In deze zaak, die zich afspeelt in de Rechtbank Noord-Holland, zijn de bestuurders van de besloten vennootschap SPEED COVID TEST B.V. verwikkeld in een conflict over onrechtmatige overschrijvingen van geld. De eiser, SPEED COVID TEST B.V. (hierna SCT), beschuldigt de gedaagde, [gedaagde] BEHEER B.V., van het onrechtmatig wegslepen van grote bedragen van de bankrekening van SCT naar haar eigen rekeningen. SCT vordert een voorlopige voorziening om gedaagde te verbieden om zonder toestemming van de andere bestuurder, [betrokkene], beschikkingshandelingen te verrichten ten laste van de bankrekening van SCT. Daarnaast vordert SCT de terugbetaling van een bedrag van € 452.873,82.

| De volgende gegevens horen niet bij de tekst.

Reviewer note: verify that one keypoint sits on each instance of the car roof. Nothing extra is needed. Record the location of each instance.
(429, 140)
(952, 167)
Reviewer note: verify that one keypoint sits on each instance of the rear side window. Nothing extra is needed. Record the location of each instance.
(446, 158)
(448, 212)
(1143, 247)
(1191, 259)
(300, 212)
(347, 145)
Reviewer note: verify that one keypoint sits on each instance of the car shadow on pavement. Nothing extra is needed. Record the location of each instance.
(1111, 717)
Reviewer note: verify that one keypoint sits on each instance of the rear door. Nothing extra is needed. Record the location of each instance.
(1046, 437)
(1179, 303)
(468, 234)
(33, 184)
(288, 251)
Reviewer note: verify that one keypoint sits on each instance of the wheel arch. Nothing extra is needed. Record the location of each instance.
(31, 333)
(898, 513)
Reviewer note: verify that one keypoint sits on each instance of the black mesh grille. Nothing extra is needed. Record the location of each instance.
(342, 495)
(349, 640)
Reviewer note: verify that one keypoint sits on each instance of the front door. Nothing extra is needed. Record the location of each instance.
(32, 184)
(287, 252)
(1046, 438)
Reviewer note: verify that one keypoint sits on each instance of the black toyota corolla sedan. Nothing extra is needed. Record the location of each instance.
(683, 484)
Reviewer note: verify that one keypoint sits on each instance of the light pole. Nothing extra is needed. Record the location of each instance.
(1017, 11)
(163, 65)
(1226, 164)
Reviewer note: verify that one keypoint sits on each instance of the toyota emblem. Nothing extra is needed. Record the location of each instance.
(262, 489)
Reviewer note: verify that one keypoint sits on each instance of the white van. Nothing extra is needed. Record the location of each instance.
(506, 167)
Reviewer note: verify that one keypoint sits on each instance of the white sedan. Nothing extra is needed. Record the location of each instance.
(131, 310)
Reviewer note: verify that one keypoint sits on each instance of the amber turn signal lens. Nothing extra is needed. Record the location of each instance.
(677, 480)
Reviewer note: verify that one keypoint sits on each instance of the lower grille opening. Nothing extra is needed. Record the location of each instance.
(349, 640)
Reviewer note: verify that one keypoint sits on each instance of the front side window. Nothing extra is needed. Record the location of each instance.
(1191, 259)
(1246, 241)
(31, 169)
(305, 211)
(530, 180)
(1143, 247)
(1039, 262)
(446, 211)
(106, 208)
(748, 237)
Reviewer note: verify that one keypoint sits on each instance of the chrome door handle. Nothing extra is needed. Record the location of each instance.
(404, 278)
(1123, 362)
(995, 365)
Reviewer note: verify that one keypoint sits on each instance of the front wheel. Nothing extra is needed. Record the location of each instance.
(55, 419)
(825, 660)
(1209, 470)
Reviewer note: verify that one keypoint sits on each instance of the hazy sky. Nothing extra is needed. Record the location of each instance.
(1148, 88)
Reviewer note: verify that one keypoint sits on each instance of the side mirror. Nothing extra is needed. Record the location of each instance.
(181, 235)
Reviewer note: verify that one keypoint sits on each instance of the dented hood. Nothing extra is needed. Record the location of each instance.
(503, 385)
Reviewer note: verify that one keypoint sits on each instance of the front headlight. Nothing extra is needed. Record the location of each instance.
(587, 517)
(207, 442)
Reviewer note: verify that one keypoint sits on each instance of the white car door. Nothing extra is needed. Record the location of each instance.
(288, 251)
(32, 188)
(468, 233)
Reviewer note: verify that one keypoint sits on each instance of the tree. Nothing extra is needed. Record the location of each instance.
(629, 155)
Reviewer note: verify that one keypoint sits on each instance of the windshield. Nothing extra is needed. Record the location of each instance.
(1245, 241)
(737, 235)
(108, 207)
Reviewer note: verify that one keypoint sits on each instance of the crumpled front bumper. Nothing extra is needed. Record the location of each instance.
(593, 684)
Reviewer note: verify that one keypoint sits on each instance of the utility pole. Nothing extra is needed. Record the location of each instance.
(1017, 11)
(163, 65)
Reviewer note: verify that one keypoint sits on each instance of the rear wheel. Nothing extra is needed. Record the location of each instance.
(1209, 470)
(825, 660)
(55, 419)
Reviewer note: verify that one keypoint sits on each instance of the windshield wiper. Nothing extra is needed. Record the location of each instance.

De rechtbank oordeelt dat er sprake is van een lock-up situatie, waarbij beide partijen elkaar beschuldigen van het leegtrekken van de vennootschap. De rechtbank stelt vast dat er onvoldoende bewijs is om de vordering tot terugbetaling toe te wijzen, maar ziet wel aanleiding om een verbod op te leggen aan gedaagde om zonder toestemming van [betrokkene] beschikkingshandelingen te verrichten. Dit verbod geldt alleen als [betrokkene] zich ook schriftelijk verbindt om zich op gelijke wijze te onthouden van dergelijke handelingen. De rechtbank legt een dwangsom op voor overtredingen van dit verbod, maar compenseert de proceskosten, zodat iedere partij de eigen kosten draagt.
De uitspraak is gedaan op 4 mei 2022 door mr. A.H. Schotman en de zaak zal op 13 juli 2022 opnieuw op de rol komen voor beraad over een mondelinge behandeling.